Cela dépend en grande partie des priorités fixées par la Nasa et les autres agences spatiales. Si la sécurité des astronautes est la priorité numéro un, la réponse sera vite trouvée. Mais si la santé et la sécurité des astronautes n'est qu'un objectif parmi plusieurs priorités contradictoires –parmi lesquelles le succès de la mission–, la marche à suivre devient beaucoup moins claire. Paul Root Wolpe estime que cette ambiguïté fait partie des questions qui devront faire l'objet d'un véritable débat avant l'avènement des voyages spatiaux de longue durée.

18

C'est le nombre de morts au cours d'un vol spatial à ce jour

Les astronautes de la NASA sont des fonctionnaires civils, ce qui signifie qu'ils ne risquent pas la cour martiale en refusant d'obéir à un ordre direct –au pire, on peut leur interdire de voler à nouveau. Ainsi, lors d'une mission sur Mars, où tout échange entre l'engin spatial et le centre de contrôle met un certain temps à parvenir au destinataire (jusqu'à vingt minutes), ces décisions vitales devront souvent être prises par l'équipe des astronautes. Malheureusement pour la Nasa, aucun entraînement, si intensif soit-il, ne semble permettre de préparer complètement à une telle prise de décision.

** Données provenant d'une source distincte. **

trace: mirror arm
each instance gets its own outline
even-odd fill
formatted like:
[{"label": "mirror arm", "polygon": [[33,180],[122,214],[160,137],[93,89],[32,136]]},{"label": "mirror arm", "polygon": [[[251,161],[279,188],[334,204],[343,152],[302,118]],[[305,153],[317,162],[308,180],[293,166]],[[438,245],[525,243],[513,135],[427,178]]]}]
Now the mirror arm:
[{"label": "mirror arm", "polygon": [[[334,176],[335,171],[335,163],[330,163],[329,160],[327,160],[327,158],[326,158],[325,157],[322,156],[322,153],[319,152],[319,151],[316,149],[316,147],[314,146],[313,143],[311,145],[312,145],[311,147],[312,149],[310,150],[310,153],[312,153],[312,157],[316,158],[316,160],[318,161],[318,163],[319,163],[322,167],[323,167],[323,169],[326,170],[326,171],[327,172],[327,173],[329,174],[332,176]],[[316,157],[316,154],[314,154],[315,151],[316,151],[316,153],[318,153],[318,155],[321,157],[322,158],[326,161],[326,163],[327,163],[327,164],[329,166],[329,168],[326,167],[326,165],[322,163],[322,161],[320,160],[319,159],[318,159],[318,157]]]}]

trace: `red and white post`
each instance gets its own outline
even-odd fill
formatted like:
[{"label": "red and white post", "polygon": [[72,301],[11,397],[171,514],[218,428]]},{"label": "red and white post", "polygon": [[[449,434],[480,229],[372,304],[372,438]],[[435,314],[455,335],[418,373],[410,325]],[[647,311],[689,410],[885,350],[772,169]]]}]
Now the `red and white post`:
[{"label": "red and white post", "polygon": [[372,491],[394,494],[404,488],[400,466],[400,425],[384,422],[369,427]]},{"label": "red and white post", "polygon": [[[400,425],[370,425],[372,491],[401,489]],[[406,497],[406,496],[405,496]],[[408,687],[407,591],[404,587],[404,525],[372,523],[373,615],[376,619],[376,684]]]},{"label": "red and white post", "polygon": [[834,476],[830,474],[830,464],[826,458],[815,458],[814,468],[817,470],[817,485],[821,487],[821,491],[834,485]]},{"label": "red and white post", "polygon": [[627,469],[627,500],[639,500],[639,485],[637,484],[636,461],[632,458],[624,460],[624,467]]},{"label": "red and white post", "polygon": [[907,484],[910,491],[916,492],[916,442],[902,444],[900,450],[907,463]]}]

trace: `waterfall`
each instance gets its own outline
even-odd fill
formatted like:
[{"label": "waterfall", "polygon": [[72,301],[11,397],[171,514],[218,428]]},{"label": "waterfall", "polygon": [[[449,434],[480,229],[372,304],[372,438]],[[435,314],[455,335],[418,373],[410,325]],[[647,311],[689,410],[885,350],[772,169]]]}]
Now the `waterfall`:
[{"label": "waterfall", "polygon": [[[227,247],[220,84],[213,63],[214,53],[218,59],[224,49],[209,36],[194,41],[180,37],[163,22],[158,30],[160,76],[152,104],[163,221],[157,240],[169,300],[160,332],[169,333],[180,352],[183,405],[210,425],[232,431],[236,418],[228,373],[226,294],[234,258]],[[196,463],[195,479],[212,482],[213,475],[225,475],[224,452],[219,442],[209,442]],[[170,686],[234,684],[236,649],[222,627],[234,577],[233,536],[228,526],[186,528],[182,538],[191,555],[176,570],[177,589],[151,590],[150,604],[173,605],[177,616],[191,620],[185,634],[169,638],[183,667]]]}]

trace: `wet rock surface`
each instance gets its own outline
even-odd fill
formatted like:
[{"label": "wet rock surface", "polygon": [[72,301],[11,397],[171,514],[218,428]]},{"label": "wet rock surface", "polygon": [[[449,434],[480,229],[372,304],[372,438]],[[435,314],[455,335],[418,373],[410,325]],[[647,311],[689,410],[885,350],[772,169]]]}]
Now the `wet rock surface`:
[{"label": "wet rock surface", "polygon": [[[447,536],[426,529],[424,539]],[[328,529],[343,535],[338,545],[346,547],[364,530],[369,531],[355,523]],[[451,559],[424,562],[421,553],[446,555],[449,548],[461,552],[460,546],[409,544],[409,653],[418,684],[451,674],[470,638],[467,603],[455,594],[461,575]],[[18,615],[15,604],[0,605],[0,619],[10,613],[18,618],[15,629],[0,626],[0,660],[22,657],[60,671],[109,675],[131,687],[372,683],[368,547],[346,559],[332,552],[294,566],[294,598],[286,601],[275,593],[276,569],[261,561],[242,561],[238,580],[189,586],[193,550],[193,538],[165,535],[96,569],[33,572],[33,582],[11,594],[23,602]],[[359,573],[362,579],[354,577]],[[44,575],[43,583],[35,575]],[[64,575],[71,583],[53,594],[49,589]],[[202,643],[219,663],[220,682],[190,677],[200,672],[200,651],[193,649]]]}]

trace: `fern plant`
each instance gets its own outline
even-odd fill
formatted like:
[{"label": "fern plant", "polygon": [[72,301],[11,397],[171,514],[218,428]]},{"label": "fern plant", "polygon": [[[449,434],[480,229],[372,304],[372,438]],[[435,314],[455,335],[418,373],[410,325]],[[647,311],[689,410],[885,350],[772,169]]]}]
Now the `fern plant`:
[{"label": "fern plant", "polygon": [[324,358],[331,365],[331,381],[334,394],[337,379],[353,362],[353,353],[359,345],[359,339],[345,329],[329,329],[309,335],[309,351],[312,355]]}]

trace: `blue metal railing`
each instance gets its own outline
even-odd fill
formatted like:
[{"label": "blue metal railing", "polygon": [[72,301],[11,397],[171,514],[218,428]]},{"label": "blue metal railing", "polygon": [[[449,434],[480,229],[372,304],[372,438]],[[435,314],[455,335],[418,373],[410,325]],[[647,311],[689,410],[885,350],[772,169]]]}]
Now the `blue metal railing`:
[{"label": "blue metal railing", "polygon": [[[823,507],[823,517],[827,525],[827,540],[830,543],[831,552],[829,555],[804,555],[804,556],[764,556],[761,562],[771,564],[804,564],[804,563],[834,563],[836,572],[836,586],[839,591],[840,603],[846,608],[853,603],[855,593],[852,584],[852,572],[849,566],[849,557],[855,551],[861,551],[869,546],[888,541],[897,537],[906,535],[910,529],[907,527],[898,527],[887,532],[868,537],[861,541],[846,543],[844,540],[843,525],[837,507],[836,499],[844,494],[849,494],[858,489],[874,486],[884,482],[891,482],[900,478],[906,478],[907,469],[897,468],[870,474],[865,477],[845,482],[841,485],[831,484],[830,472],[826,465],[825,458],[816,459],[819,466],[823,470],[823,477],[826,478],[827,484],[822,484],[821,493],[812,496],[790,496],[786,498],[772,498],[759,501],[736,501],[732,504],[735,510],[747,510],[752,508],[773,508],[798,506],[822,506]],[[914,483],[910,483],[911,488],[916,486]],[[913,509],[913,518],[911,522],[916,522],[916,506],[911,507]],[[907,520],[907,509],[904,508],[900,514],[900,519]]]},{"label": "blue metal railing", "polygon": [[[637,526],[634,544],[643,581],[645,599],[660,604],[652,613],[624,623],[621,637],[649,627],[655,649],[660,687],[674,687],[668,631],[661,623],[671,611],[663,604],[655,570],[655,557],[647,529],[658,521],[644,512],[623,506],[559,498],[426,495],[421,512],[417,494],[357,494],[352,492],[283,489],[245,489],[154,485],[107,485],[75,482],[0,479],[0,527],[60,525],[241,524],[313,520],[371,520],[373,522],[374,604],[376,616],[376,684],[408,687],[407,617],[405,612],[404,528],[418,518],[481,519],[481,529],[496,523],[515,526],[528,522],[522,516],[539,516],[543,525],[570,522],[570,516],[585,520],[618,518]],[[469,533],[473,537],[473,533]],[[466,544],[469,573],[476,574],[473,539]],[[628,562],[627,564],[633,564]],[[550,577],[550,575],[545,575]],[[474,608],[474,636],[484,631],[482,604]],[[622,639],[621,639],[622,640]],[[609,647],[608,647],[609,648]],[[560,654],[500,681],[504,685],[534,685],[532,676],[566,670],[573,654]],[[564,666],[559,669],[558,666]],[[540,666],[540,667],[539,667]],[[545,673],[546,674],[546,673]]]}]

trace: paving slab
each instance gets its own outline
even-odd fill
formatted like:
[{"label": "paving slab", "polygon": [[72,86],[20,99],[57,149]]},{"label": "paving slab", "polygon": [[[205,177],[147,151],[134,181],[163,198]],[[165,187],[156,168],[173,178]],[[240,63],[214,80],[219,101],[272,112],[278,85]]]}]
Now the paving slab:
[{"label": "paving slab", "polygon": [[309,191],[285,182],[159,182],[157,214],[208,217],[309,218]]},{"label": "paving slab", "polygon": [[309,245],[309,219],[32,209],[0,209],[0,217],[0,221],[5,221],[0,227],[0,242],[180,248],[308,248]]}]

On peut aussi relativiser: à  ce jour, 18 morts ont été à déplorer lors d'un vol spatial –une proportion relativement faible: au cours des cinquante dernières années, plus de 500 personnes ont décollé pour des orbites terrestres basses et au-delà. Tous ces décès sont survenus au décollage, ou pendant que l'engin revenait sur Terre.

Les morts spatiales ne seront sans doute pas aussi spectaculaires (et physiquement improbables) que celle de George Clooney dans Gravity. Pour autant, elles conserveront sans doute cette dimension tragique et bouleversante, observée au moment où Sandra Bullock voit son partenaire se perdre dans le cosmos. Les astronautes laissent derrière eux des amis, des conjoints, des parents et des enfants; ils risquent leur vie en explorant l'inconnu pour notre bien à tous. À ce titre, l'expérience de la perte d'un être cher et le processus du deuil qui s'ensuit n'est pas différent dans l'espace –raison de plus pour porter une attention toute particulière à l'impact de la mort (présente et imminente) dans les voyages spatiaux au long cours dans les années qui précéderont le prochain grand pas pour l'humanité.